Updated: May 12, 2023


Como es natural, y como pasa en todos los tiempos y momentos, y como nos pasa a todos y todas, en algún momento u otro hemos sufrido algún tipo de pérdida. No hablo exclusivamente del dolor de perder a alguien que ha dejado este plano terrenal, que trae de por sí un dolor casi insoportable, según sea el caso. Hablo también de otro tipo de males, daños o quebrantos. Esos que han punzado nuestros corazones de tal forma y con tal insistencia, que quizá la única manera de suavizar un poco el dolor, sea contándole nuestra pena a otros.


No voy a enunciar ejemplos de estas pérdidas, porque dada la naturaleza y las vivencias de cada uno, los estragos que se cocinan en cada corazón, son muchos y muy variados. Cada quién, en la intimidad de nuestras almas y de nuestras mentes, las tendremos presentes y, con suerte, pronto se harán pasado. A veces, estas penurias están casi adormecidas, pero amenazan con despertar; a veces son casi mudas, pero amenazan con gritar.


No hay medida de comparación entre las penas de una persona y otra. Es cosa que se vuelve imposible juzgar, aun conociendo la historia del tormento, o del atormentado. Sin embargo, estar del lado del oyente, aun cuando las penas de éste sean tanto o más graves que las del confeso, es una responsabilidad que no muchos sabemos manejar. No por falta de querer, sino por exceso de no saber cómo. Más cuando nuestra naturaleza es más bien locuaz, y nos gusta hablar, a veces más de lo que los demás nos quieren escuchar.


O porque, para nosotros, nuestro dolor si duele. El de los otros, no necesariamente tanto.


Muchas veces he sido testigo de cómo, cuando alguien cuenta sus cuitas de manera muy lastimera, buscando el alivio que trae la revelación de un dolor que a veces es muy íntimo, siempre hay alguien que, con palabras paternalistas, pero que rayan en lo hiriente, expone su caso personal como uno que es más grave, más doloroso, más antiguo…

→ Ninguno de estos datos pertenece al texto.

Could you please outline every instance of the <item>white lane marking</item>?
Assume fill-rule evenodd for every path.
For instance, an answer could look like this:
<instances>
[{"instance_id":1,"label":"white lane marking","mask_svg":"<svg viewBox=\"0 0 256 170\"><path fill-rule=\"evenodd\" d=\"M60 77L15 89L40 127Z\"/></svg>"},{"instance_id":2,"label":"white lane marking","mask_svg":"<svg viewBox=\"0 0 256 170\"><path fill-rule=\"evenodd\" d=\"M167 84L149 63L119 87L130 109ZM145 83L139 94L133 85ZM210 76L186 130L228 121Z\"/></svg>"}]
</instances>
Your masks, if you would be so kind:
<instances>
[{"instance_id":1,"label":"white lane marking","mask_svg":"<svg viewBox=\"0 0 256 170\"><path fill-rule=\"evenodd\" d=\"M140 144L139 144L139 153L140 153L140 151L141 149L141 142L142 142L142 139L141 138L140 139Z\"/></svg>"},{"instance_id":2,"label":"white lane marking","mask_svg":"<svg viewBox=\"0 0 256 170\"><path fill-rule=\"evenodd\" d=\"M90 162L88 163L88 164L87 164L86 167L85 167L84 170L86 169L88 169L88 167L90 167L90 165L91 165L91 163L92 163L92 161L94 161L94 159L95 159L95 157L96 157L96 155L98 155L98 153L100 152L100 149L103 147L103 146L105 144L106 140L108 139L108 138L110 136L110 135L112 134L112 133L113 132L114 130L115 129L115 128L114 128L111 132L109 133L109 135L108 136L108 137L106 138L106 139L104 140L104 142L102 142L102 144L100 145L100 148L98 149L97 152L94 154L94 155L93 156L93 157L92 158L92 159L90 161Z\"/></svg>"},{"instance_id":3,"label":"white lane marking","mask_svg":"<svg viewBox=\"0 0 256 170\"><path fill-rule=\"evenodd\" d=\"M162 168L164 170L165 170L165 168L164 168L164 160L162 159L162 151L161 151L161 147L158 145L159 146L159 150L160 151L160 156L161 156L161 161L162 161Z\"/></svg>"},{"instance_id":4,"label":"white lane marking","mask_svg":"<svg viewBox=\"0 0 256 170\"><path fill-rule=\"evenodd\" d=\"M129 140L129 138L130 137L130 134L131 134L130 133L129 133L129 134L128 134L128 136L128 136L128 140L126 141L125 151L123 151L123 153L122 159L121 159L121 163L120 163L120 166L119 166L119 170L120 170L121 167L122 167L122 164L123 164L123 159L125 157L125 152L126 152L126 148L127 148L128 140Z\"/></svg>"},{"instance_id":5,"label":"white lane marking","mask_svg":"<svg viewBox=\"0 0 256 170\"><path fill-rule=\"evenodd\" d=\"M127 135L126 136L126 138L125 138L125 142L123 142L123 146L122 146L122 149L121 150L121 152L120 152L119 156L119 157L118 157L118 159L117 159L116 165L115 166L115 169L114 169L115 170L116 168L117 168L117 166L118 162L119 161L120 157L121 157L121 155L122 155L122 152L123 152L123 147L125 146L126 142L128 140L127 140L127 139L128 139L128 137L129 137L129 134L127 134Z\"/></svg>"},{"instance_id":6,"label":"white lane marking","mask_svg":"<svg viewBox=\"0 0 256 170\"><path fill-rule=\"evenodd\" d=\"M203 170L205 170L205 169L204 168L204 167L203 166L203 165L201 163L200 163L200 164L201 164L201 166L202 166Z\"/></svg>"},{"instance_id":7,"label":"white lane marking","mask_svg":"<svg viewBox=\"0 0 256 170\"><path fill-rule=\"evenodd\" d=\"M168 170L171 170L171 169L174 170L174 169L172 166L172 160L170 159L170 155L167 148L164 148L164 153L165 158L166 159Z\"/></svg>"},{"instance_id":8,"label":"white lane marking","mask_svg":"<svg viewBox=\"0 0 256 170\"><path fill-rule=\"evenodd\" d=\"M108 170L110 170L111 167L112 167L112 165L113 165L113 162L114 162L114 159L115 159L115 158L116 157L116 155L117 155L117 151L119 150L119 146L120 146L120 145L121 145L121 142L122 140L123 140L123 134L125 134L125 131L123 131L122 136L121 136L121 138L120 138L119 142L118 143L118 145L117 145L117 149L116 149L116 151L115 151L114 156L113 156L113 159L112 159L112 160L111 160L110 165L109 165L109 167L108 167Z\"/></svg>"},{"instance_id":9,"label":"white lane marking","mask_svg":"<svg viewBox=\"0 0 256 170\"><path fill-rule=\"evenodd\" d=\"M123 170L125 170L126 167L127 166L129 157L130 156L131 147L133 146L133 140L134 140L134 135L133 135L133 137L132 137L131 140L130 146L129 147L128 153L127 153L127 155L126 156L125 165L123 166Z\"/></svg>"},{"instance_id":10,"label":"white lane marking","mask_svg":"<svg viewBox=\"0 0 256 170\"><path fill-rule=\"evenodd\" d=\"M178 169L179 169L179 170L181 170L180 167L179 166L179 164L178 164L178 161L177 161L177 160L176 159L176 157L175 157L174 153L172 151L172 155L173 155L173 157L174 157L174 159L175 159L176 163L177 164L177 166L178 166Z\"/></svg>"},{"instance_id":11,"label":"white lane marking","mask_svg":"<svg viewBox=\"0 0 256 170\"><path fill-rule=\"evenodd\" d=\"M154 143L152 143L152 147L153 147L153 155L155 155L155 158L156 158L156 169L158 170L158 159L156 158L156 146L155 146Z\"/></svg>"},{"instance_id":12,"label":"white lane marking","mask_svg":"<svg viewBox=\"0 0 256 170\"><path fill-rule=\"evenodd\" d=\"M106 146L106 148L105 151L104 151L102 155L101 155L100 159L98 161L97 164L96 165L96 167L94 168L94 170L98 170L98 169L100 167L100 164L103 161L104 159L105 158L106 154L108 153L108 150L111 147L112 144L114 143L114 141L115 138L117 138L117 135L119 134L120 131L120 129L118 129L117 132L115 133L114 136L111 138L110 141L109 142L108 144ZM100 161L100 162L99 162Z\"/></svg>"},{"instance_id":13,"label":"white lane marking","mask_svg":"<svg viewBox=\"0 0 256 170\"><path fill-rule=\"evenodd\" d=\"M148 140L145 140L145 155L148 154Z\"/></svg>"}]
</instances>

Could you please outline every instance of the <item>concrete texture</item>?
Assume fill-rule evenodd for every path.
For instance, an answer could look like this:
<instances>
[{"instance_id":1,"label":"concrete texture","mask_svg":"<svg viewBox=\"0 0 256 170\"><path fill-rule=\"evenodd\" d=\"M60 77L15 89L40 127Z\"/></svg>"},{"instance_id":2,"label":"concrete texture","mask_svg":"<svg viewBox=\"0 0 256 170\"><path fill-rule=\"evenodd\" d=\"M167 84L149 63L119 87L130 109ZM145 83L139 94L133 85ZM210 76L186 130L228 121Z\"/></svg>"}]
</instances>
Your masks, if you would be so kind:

Aquellos que transitamos el camino de la cura emocional, tanto por gusto como por necesidad, nos daremos cuenta de que, de este mal (del de la superioridad en el dolor, o del de ser eminencias en la pena), también hemos adolecido alguna vez. Y por desgracia, sin un primer examen de conciencia propicio, perseverante y profundo, estamos en peligro de adolecerlo de nuevo.

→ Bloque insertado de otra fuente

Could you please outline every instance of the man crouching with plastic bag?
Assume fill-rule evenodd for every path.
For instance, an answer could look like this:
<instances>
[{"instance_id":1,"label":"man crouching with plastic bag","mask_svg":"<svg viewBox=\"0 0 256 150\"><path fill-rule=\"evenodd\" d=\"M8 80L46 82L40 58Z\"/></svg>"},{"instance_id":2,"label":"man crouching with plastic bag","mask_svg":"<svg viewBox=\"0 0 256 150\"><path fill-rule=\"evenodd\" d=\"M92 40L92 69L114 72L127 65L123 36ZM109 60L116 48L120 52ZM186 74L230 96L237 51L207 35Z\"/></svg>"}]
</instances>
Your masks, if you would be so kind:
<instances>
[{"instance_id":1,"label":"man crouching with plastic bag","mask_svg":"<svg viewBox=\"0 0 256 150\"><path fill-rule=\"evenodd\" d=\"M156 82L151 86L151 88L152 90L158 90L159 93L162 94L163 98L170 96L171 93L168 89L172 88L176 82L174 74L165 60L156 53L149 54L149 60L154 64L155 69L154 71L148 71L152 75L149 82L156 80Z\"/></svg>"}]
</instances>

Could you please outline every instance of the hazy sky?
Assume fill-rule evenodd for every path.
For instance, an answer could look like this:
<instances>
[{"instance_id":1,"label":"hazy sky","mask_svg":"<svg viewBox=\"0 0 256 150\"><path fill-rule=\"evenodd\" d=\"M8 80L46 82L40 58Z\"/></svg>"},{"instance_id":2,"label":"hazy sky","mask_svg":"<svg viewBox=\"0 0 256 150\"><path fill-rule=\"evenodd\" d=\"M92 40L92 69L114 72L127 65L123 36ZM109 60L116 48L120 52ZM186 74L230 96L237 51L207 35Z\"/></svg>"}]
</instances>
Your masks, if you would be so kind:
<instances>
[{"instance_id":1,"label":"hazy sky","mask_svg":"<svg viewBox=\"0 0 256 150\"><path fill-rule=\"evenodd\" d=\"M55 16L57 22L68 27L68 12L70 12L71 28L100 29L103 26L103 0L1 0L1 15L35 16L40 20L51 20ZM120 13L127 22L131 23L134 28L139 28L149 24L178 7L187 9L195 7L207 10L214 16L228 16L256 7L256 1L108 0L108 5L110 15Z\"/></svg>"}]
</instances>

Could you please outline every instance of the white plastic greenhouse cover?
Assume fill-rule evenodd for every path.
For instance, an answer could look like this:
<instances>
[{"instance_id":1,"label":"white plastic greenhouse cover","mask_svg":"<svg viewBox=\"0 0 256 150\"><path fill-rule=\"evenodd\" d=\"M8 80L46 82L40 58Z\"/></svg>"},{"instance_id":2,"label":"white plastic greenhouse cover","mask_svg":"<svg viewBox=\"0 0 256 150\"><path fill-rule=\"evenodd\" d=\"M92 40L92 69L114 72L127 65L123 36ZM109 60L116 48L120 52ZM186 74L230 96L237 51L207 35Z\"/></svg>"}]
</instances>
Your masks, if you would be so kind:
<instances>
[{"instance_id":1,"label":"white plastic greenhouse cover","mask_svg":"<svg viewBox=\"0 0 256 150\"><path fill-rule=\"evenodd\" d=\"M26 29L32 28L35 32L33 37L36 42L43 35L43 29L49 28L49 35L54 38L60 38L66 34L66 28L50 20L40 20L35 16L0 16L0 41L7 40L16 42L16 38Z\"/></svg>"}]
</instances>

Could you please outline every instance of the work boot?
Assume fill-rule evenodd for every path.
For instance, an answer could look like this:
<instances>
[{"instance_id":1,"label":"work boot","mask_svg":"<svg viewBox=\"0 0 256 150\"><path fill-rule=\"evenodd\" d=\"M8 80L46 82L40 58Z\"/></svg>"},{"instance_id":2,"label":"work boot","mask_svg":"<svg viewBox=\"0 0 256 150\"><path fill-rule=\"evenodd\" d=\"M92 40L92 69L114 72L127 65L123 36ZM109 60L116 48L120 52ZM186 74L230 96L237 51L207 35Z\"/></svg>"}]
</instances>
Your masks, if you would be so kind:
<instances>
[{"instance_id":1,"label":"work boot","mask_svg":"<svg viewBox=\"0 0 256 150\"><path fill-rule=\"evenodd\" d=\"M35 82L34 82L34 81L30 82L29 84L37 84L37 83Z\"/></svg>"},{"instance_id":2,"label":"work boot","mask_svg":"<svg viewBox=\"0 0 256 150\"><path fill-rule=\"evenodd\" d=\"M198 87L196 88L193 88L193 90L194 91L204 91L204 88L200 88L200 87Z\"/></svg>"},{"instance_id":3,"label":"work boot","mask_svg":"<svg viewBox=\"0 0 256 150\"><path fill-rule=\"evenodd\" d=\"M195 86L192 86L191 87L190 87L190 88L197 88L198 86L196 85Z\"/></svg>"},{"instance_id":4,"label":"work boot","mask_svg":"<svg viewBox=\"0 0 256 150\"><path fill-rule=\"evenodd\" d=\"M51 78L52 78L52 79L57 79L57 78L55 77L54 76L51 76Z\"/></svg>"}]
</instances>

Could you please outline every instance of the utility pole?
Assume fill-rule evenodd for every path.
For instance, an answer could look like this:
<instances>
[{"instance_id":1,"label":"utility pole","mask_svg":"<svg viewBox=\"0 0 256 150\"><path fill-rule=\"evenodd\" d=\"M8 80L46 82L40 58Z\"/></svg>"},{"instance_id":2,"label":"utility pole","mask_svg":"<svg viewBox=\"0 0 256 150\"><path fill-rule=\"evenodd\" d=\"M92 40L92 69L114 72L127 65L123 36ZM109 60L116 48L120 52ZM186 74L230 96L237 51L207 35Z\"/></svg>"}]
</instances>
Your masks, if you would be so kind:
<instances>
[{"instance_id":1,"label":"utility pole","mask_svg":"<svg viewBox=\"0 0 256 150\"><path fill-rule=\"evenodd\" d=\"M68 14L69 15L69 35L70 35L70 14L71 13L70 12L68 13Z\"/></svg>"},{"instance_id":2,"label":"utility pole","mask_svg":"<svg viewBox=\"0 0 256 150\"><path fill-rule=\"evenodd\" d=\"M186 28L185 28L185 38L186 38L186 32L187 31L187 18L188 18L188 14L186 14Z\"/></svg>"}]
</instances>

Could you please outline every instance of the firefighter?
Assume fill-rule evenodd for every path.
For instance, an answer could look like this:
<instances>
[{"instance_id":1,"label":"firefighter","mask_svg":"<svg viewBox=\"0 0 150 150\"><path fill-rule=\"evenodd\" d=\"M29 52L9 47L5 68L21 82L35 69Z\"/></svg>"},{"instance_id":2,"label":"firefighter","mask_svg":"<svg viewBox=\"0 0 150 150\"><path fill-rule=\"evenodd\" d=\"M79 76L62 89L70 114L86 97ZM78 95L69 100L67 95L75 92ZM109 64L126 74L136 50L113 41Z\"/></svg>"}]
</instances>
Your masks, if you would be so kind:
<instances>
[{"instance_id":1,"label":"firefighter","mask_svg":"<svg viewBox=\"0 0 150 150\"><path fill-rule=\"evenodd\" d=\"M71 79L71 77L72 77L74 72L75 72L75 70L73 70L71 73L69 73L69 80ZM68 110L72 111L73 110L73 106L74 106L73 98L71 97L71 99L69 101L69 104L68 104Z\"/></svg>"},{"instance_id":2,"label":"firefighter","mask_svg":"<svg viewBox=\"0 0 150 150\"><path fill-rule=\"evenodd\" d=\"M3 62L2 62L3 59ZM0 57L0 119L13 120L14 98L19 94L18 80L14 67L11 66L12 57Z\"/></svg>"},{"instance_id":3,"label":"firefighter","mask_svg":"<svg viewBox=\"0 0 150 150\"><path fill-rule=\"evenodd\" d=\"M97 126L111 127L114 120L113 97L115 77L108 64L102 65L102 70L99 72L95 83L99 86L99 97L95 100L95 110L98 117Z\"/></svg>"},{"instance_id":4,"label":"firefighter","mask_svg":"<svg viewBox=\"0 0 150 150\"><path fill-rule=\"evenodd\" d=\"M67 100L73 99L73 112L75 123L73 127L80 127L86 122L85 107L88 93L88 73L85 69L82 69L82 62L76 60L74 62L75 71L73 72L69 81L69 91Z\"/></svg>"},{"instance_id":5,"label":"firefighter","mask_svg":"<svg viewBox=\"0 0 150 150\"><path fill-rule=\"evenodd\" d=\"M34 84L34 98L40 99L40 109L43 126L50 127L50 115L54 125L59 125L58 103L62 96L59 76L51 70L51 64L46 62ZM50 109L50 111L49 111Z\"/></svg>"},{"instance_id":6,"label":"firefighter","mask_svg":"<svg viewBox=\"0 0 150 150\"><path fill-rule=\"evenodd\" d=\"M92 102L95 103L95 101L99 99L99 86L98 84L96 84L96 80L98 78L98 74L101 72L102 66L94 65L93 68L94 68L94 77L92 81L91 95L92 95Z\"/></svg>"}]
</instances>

Como siempre, lo que voy a escribir (y he estado escribiendo) está directamente relacionado a mi propio sentir, a mis propias experiencias, y en gran medida, a mi propia educación; tampoco quiero pisar los escabrosos terrenos de la psique ajena, de la que sé lo que sé, pero honestamente, no sé nada; por lo que esto no es, en absoluto, una verdad, ni general, ni universal. Tú me entiendes.


Creo que para muchos de nosotros, la constante búsqueda de atención es un latente intento, consciente o inconsciente, de ganar protagonismo, con el objetivo de obtener la aprobación, la admiración, o la compasión de otros y otras.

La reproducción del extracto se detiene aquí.